У меня есть удостоверение, и я показываю его. Вероника тем же тоном предлагает сесть и интересуется, чем может быть полезна.
– Вам направляли список драгоценностей…
– Да, мы получали, – соглашается товаровед.
– Из того, что указано в списке, что-нибудь поступало?
Это я спрашиваю на всякий случай, так как в сопроводительном письме Валентины была просьба немедленно сообщить, если кто-нибудь принесет ценности, похищенные из квартиры Стуковой.
Вероника неопределенно пожимает плечами и начинает перекладывать на столе бумаги. Затем, виновато улыбнувшись, выдвигает ящик.
Удерживаюсь от реплик. Хотя очень хочется высказать свое мнение по поводу отношения некоторых граждан к письмам правоохранительных органов. Особенно к таким. Оно должно лежать на самом видном месте. Под стеклом.

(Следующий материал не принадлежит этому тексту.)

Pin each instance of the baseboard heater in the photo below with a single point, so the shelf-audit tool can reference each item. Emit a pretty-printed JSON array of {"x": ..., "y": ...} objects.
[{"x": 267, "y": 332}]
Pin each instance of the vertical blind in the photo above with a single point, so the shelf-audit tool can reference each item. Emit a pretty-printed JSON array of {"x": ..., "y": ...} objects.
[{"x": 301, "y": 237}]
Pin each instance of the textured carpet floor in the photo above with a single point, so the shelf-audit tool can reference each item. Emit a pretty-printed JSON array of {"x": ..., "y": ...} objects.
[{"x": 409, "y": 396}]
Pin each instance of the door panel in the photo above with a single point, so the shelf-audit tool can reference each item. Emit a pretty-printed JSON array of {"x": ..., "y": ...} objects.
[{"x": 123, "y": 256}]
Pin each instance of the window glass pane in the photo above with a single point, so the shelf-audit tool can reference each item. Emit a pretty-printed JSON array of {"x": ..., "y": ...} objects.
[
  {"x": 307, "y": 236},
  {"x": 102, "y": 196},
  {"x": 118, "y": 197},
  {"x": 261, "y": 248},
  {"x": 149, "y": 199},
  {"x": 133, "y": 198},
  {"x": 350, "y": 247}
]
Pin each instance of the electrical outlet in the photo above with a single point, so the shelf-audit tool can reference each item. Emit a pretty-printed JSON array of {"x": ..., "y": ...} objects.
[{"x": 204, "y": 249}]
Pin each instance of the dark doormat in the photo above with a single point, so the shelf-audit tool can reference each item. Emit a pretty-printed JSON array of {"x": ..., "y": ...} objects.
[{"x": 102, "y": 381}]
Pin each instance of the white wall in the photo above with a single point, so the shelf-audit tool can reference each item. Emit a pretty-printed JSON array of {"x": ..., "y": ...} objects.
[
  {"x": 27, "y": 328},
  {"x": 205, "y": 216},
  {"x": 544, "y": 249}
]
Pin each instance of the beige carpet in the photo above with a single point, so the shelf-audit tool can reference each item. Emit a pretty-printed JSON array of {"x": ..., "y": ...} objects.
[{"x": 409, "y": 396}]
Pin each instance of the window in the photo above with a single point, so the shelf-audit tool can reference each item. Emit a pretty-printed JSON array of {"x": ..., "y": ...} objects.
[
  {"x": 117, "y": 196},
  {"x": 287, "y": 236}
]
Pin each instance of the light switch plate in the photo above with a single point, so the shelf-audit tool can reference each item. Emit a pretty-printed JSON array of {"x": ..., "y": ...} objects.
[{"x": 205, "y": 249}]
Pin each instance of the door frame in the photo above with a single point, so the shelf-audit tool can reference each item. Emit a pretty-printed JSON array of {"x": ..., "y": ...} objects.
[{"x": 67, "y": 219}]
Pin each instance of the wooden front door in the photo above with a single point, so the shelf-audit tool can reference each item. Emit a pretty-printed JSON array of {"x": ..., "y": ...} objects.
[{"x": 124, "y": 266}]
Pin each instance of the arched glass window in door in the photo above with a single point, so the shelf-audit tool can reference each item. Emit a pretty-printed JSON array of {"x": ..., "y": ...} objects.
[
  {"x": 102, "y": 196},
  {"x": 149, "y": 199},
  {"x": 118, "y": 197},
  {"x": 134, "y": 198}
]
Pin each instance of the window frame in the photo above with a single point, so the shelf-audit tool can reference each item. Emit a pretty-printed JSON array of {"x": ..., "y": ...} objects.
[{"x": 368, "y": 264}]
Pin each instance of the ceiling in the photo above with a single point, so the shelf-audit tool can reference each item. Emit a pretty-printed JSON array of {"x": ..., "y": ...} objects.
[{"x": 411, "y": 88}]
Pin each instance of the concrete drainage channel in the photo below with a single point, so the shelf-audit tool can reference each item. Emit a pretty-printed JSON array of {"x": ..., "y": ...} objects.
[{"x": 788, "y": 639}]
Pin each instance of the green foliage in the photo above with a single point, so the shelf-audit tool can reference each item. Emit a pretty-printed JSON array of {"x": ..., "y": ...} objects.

Гляжу на перетряхивающую содержимое ящиков Веронику и убеждаюсь, что не зря заглянула в «Топаз».
– Вот оно! – победно восклицает Вероника, вытягивая на поверхность лист бумаги со знакомым угловым штампом нашей прокуратуры. – Я же говорила, мы получали!
Хмыкаю с изрядной долей сарказма, и щеки Вероники покрываются румянцем, пробивающимся сквозь плотный слой тон-крема.
– Извините, столько документов… За всем невозможно уследить. А я еще болела полторы недели.
Предлагаю вместе проверить, не сдавались ли в августе драгоценности Стуковой. Вероника облегченно вздыхает и подает большую книгу:
– У вас изделия с камнями, у меня – без…
Работаем в полной тишине. Идиллия.
Натыкаюсь на браслет с гранатами, который сдал в магазин некий Карпов В. Е. Сдал четвертого августа.
– Стоп! – вырывается у меня.
Вероника привстает и заглядывает в книгу:
– Это я принимала…
Смотрю на ее растерянное лицо. Прошу отыскать квитанцию. Вскоре квитанция у меня в руках.
Карпов Виктор Егорович, проживающий по улице Буксирной. Это остановочная площадка «Речпорт»! Опять третья зона! Неужели тот самый капитан?!
– Как он выглядел?
Вероника очень хочет помочь. Она закусывает губу, стискивает пальцы, на лице – сосредоточенность.
– Не помню… – жалобно говорит она. – Обыкновенно выглядел. Невысокий.
Будь у меня рост, как у Вероники, мне бы и мой Толик казался маленьким, несмотря на его сто восемьдесят один сантиметр. Вот и принимай свидетельские показания за чистую монету. На все приходится делать поправки: на образование, возраст, жизненный опыт, профессию и даже на рост.
– А приметы? – уже теряя надежду, спрашиваю я.
Результат тот же – никакого результата. Слишком много людей проходит перед глазами товароведа-оценщика ювелирного магазина.
– Браслет не продан?
Вероника оживляется:
– Нет. Принести?
– Желательно.
Вернувшись, она кладет передо мной небольшую коробочку. Коробочка древняя, вероятно, еще из запасов родителя покойной. Серая тисненая кожа истерлась от прикосновений множества рук, уголки оголились до дерева, медный замочек позеленел и при нажатии издает тоненький писк.